Ending the main body of the performance with a somber and weighty rendition of “Heaven Have Mercy” that was every ounce as exquisite as Piaf herself would have done, rest her soul, Diamanda promptly stood from her piano and exited. Cheers, shrieks, and applause immediately followed, and she graciously responded with her first encore, “The Thrill is Gone.” I have seen her perform this several times before, but this was the most devastating version I have thus been witness to. It was distinctly somber, moving forth like a funeral procession to the grave.

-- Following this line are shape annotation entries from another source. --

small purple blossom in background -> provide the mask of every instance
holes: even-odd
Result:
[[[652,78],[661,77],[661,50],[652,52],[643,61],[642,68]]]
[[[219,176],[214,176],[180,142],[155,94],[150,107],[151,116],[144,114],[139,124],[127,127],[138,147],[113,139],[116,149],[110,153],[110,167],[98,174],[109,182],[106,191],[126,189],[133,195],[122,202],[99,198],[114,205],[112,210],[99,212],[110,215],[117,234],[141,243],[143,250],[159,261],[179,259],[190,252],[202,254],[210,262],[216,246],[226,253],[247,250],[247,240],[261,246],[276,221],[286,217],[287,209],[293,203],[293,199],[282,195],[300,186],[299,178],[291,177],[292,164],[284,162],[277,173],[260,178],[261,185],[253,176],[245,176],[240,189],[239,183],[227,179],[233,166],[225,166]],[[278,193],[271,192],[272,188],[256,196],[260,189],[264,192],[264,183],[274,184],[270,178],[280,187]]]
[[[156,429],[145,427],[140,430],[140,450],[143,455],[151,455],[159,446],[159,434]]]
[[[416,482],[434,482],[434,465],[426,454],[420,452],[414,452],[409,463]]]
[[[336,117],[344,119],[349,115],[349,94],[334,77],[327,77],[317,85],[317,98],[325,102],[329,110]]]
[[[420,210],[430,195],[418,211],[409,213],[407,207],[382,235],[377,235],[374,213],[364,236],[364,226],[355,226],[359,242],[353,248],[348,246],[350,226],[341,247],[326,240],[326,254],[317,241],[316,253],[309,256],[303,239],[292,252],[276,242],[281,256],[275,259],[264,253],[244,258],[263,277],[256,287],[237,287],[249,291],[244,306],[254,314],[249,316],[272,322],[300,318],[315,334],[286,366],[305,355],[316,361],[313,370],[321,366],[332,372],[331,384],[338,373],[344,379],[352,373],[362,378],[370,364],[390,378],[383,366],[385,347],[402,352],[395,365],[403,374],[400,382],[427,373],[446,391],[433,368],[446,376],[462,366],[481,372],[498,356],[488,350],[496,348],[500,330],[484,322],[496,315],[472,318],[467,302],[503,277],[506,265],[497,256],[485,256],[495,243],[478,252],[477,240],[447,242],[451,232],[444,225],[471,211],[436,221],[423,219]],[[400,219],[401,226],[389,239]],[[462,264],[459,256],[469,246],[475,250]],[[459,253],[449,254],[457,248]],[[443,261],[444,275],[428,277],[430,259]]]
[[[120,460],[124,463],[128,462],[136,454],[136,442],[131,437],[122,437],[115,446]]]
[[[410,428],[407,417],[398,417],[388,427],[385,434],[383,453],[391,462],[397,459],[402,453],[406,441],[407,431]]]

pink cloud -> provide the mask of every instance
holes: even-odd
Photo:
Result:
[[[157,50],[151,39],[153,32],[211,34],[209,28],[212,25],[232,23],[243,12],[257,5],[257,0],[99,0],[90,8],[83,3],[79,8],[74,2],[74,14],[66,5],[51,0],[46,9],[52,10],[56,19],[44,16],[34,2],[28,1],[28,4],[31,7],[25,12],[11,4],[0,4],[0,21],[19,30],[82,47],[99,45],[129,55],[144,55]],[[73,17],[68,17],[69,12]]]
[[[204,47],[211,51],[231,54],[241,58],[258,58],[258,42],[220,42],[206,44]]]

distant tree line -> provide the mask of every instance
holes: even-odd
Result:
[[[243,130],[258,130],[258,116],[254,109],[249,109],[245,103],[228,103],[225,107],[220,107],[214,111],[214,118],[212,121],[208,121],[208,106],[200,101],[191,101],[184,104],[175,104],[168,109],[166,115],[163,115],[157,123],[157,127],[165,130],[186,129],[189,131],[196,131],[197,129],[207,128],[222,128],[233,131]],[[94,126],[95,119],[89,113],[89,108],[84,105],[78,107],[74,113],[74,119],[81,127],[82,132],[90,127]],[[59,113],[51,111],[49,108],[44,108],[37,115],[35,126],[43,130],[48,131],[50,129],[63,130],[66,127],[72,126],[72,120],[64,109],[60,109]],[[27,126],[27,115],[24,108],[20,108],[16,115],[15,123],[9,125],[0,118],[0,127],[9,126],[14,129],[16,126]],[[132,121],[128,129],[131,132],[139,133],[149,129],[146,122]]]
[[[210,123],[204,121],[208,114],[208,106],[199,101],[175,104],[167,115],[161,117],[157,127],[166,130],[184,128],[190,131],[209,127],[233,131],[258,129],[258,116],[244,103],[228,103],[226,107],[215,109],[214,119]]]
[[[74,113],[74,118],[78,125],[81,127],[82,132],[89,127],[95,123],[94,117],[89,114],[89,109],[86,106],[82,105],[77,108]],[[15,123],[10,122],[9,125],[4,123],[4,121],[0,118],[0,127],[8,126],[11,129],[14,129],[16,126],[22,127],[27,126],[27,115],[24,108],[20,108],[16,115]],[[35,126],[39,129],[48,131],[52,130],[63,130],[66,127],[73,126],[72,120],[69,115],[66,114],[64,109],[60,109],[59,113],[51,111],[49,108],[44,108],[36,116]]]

She returned for a second encore after once again leaving the stage to furious applause and howling, closing out the evening with what has become a signature of hers, if you will, “Gloomy Sunday.” She, of course, performs the Desmond Carter translation, as if we would have it any other way, ensuring that as an audience we are left haunted by
every phrase, tone, and timber that emanates from the stage. Leaving for the final time with a bow in the darkness, the house lights come up, letting us know that we must once again wait some time before we share another moment with our diva of choice. Well, at the very least, mine, though I do feel that drag queen sharing the bathroom with me might have given me some competition in proving who has the greatest adoration of her. She was truly fierce, and as Diamanda surely knows, you never get into it with a drag queen because they will own you.